Cryptasterina hystera is a species of starfish. It is found in a limited region of the coast of Australia and is very similar in appearance to Cryptasterina pentagona. The two appear to have diverged from a common ancestral line a few thousand years ago.

==Distribution==
Cryptasterina hystera is native to a small number of locations on the coasts of Australia at the southern end of the range of Cryptasterina pentagona. It occurs around the shores and islands of Statue Bay (23°15′S; 150°45′E), in south east Queensland, and is typically found under rocks and among mangroves in the upper intertidal zone.

==Biology==
Cryptasterina hystera is a hermaphrodite; the gonads can produce both sperm and eggs and are known as ovotestes. Fertilization of the eggs take place when sperm liberated by another starfish is drawn into the gonad through the gonoduct. The eggs are few in number and have large yolks and are retained inside the starfish which is viviparous. The brachiolaria larvae that develop inside the gonads "swim" in the fluid there and are eventually released into the sea through the gonopore as juvenile starfish.

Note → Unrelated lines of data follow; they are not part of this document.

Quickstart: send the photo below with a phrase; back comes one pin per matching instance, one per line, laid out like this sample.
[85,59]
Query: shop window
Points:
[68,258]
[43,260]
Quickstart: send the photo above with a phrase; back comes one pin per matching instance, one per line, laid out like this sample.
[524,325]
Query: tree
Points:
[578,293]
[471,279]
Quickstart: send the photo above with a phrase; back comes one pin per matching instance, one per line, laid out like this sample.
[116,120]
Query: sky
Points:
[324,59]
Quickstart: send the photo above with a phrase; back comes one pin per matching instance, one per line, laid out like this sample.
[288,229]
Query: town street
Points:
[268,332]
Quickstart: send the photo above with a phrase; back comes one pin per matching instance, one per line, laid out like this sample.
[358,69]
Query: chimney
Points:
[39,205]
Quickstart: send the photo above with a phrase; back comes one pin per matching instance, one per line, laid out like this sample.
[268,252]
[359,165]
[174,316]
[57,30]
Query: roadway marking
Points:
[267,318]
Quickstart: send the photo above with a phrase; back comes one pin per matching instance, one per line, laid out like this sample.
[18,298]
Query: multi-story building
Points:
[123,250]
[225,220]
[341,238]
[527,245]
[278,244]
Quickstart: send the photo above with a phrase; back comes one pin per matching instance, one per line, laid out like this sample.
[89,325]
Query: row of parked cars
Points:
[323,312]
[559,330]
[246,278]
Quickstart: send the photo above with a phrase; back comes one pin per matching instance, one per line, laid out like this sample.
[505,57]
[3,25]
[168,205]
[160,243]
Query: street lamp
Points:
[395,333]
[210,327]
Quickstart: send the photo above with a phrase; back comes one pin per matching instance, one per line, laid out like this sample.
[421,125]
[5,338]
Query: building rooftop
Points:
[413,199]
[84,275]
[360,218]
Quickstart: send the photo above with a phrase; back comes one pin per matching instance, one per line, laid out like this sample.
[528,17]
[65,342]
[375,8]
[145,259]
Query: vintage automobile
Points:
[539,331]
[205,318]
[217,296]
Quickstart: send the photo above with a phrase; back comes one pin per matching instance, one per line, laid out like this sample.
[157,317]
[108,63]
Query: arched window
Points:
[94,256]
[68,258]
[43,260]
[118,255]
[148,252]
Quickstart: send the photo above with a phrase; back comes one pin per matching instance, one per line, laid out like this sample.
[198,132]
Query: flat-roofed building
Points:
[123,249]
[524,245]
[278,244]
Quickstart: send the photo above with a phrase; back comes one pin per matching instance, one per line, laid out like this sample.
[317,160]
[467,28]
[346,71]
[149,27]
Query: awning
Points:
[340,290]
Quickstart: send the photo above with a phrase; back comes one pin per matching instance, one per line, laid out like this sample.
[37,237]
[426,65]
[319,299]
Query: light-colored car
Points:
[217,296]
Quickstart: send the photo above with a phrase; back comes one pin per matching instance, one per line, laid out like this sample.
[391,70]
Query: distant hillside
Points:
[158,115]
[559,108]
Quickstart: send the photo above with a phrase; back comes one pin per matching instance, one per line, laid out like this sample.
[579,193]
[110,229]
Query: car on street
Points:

Members of the family Asterinidae appear prone to rapid change in their reproductive life cycle and Cryptasterina hystera is one of several species that has recently diverged from its ancestral line. It has recently been recognised as a separate species from Cryptasterina pentagona, a morphologically similar species but with a different native range and a different method of reproduction.

In a research study, embryos were removed from the gonads of Cryptasterina hystera and reared in the laboratory. It was found that the larvae developed normally and exhibited similar behaviour to that of the larvae of free-spawning starfish. After about sixteen days they sank to the bottom and underwent metamorphosis into juveniles in a normal manner.